Sat Dec 16 11:30 AM -- 02:30 PM (PST) @ Room 357

The Trojan Detection Challenge (LLM Edition) aims to advance the understanding and development of methods for detecting hidden functionality in large language models (LLMs). The competition features two main tracks: the Trojan Detection Track and the Red Teaming Track. In the Trojan Detection Track, participants are given a large language model containing thousands of trojans and tasked with discovering the triggers for these trojans. In the Red Teaming Track, participants are challenged to elicit specific undesirable behaviors from a large language model fine-tuned to avoid those behaviors. TDC 2023 will include Base Model and Large Model subtracks to enable broader participation, and established trojan detection and red teaming baselines will be provided as a starting point.

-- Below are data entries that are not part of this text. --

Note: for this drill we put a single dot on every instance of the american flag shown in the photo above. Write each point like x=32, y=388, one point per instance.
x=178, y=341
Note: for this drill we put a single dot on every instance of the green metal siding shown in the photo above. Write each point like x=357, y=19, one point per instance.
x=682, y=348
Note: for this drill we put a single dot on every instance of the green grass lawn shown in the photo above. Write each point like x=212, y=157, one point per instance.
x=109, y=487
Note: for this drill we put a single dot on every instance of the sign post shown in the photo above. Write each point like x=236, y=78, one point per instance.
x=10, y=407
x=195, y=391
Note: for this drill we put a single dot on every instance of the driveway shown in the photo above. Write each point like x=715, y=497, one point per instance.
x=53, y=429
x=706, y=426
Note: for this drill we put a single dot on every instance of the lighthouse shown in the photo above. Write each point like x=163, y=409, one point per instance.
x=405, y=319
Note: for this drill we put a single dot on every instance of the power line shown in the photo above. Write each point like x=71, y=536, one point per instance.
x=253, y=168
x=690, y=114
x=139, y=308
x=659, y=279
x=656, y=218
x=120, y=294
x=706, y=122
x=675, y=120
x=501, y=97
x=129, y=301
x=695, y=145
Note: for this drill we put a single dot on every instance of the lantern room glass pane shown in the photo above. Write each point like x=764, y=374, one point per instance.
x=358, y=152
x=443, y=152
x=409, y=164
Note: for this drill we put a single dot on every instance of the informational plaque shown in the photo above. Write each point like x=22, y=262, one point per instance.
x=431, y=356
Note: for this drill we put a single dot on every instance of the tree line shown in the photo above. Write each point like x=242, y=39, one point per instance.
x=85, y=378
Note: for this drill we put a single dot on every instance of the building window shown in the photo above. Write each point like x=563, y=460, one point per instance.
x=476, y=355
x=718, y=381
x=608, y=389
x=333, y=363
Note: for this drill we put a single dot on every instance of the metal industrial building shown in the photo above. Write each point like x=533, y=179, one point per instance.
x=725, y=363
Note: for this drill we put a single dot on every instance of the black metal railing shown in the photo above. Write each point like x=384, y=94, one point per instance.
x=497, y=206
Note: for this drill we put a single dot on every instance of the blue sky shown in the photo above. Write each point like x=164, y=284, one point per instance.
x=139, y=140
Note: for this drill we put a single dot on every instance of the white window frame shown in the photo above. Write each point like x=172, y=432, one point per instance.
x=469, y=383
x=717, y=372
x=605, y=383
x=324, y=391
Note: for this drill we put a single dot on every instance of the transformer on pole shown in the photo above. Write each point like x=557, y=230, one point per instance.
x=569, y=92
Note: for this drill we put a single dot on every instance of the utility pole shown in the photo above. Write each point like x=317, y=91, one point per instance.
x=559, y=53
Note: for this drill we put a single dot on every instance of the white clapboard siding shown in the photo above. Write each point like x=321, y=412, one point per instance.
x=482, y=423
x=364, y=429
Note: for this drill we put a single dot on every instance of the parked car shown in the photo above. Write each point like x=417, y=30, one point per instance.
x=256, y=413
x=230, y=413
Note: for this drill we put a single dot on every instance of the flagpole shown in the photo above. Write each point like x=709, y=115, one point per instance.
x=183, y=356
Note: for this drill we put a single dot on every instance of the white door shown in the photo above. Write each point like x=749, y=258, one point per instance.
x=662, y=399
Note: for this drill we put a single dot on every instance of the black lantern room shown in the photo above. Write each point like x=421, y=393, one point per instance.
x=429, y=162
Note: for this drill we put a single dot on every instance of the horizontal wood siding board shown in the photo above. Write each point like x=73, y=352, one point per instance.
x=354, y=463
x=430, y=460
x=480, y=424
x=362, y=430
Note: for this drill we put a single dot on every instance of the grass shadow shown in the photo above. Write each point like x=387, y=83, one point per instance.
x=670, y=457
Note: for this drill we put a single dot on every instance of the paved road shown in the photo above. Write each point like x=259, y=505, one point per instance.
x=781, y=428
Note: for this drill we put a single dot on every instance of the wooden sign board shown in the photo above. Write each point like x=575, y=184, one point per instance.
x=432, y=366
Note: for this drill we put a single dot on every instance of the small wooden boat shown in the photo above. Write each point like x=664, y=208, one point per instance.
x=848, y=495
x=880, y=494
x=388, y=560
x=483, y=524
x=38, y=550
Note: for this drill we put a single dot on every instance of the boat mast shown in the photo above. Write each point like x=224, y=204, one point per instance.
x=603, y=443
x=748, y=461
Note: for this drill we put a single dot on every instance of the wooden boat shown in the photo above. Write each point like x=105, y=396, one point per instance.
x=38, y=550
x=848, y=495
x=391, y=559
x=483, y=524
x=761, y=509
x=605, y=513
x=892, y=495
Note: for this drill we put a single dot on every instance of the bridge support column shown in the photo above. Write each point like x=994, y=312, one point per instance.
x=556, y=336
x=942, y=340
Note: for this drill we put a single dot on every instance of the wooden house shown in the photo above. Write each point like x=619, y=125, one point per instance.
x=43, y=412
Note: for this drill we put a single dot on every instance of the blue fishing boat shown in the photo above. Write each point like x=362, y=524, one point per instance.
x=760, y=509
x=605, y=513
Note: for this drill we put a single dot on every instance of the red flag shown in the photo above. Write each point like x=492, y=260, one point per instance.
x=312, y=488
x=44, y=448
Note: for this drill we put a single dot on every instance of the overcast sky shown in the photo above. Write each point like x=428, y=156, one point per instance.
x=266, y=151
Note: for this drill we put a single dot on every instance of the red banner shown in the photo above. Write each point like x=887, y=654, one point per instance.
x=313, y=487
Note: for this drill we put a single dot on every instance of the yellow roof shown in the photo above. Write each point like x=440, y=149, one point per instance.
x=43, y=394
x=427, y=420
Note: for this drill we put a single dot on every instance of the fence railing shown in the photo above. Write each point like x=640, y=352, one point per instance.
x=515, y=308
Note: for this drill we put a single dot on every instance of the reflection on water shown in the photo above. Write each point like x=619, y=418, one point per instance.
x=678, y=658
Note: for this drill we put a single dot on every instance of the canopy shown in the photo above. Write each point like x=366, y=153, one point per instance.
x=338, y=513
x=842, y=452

By uniting trojan detection and red teaming, TDC 2023 aims to foster collaboration between these communities to promote research on hidden functionality in LLMs and enhance the robustness and security of AI systems.

Author Information

Mantas Mazeika (University of Illinois Urbana-Champaign)
Andy Zou (CMU)
Norman Mu (UC Berkeley)
Long Phan (Center for AI Safety)
Zifan Wang (Center for AI Safety)
Chunru Yu (UIUC)
Adam Khoja (UC Berkeley)
Fengqing Jiang (University of Washington)
Aidan O'Gara (USC)
Zhen Xiang (University of Illinois Urbana-Champaign)
Arezoo Rajabi (UW)
Dan Hendrycks (Center for AI Safety)
Radha Poovendran (University of Washington, Seattle)
Bo Li (UChicago/UIUC)
David Forsyth (University of Illinois at Urbana-Champaign)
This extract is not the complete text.